Lázaro levantó su cabeza para mirar al abuelo.
—¿Es ella? Le preguntó.
—Vámonos —su abuelo dijo, ofreciéndole la mano.
Regresaron al borde del charco y continuaron caminando. Pasaron al lado del cadáver podrido de uno de los perros, hirviendo con gusanos. Más allá, algunas plantas con flores habían sobrevivido a la avalancha y la inundación.
—¿Estaba muerta? —preguntó Lázaro.
—¿No vio la cabeza?
Los indios se habían ido sin decir una palabra. Lázaro siguió a su abuelo a través de los escombros; se preguntaba si su casa estaría intacta todavía en otro lugar. Pero las montañas estaban en el mismo sitio, el terreno desolado era una prueba de que algo terrible había sucedido.
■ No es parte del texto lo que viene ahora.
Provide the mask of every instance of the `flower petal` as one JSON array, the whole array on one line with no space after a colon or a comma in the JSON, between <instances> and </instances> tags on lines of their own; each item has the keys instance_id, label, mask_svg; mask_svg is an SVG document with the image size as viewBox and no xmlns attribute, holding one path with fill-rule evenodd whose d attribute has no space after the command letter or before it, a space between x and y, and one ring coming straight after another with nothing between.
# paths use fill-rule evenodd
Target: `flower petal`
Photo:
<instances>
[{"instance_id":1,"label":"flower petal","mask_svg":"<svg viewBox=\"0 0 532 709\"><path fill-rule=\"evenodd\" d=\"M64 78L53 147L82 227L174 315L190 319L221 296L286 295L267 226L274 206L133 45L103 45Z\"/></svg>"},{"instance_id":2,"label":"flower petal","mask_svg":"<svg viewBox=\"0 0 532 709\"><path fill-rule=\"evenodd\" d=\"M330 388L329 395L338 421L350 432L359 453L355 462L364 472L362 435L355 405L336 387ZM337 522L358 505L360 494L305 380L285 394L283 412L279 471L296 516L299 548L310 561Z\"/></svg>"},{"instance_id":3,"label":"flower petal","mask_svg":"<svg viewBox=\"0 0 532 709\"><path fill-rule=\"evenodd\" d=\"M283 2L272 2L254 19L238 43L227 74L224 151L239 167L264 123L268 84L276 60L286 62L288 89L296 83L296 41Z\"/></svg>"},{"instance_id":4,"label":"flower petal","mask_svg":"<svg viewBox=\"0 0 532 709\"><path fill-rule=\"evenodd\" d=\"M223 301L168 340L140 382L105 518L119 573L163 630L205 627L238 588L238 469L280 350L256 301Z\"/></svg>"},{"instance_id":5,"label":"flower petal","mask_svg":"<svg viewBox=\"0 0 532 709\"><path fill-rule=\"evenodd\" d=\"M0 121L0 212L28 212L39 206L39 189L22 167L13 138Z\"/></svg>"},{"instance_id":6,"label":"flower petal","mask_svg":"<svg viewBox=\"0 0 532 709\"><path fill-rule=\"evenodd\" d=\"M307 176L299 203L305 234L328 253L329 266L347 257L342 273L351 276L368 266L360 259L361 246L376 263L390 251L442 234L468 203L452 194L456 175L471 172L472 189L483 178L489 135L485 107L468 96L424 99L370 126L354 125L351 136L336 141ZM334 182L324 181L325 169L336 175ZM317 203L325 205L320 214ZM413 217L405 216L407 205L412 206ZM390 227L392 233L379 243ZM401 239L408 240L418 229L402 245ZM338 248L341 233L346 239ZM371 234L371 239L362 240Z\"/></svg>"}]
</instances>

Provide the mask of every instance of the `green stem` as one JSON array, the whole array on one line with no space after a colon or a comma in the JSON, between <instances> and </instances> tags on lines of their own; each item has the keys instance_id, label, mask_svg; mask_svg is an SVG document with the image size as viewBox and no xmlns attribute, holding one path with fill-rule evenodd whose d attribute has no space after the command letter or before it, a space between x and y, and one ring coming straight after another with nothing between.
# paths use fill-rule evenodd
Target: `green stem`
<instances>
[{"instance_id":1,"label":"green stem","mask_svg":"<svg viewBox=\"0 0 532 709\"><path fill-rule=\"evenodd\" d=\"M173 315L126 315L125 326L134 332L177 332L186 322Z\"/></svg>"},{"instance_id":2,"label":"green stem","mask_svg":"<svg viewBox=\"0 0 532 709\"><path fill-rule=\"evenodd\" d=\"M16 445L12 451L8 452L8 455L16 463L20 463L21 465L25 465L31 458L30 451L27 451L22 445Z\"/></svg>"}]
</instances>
—Está oscureciendo. Busquemos un sitio seco donde podamos pasar la noche —su abuelo dijo, agarró la lona, y la puso sobre el barro, luego los costales que los indios habían usado para dormir, y los extendió sobre la lona.
Los dos se sentaron. El abuelo de Lázaro sacó un caramelo de un bolsillo y se lo ofreció.
—No tengo hambre —dijo Lázaro.
Su abuelo puso el caramelo de nuevo en el bolsillo, y sacó una cobija de una de las maletas. Lázaro se acostó y su abuelo lo tapó.
Una bandada de mosquitos descendió sobre ellos. Un grillo aterrizó en la cara de Lázaro y lo asustó. Su abuelo se lo quitó.
—Buenas noches, Lázaro —su abuelo le susurró y se acostó a su lado.
Estaba oscuro todavía cuando Lázaro se despertó. Caminó hasta el río, se sentó en una roca al borde, y se arropó con la cobija.
—Mamá —dijo.
El rio rugía.
—Mamá, mamá, mamá —gritó hasta quedarse sin aliento y empezó a sollozar.
Sintió un peso en uno de sus hombros y alzó los ojos, con miedo.
—Lázaro —dijo su abuelo parado sobre la roca.
—¿Dónde está mi mamá?
—Muerta.
Una sombra negra vino volando e hizo que el abuelo perdiera el equilibrio.
—¡Malditos murciélagos! —gritó el abuelo.
Lázaro agarró la mano de su abuelo, pero el peso del hombre lo puso de pie. Iban a caer al río. Su abuelo soltó la mano de Lázaro. Se escuchó un chapuzón. Oscuridad y el sonido del río. Lázaro estaba de pie en la cima de la roca, inmóvil.
El río continuaba retumbando.
Lázaro volvió al lugar donde dormían. Su abuelo había dejado el caramelo encima de la lona, mientras una serpiente se deslizaba encima de ella.
—No se mueva.
Lázaro no se movió. La serpiente escapó. Lázaro se dio la vuelta y vio a su abuelo que estaba empapado.
—Volvamos a dormir—dijo su abuelo, y se despojó de la ropa.
—Abuelo, cuando vi la sangre de mi mamá… Creo que tiene razón. No era mi madre —dijo Lázaro.
—Olvídelo.
—Yo quiero saber quién era mi verdadera madre.
—No agite las aguas mansas.
—Y también me gustaría saber quién era mi padre.
—Voy-a-decir-esto-una-sola-vez —el señor Villamayor sentenció—. Podría haber sido cualquier malparido que pasara por ahí. Su madre era una puta.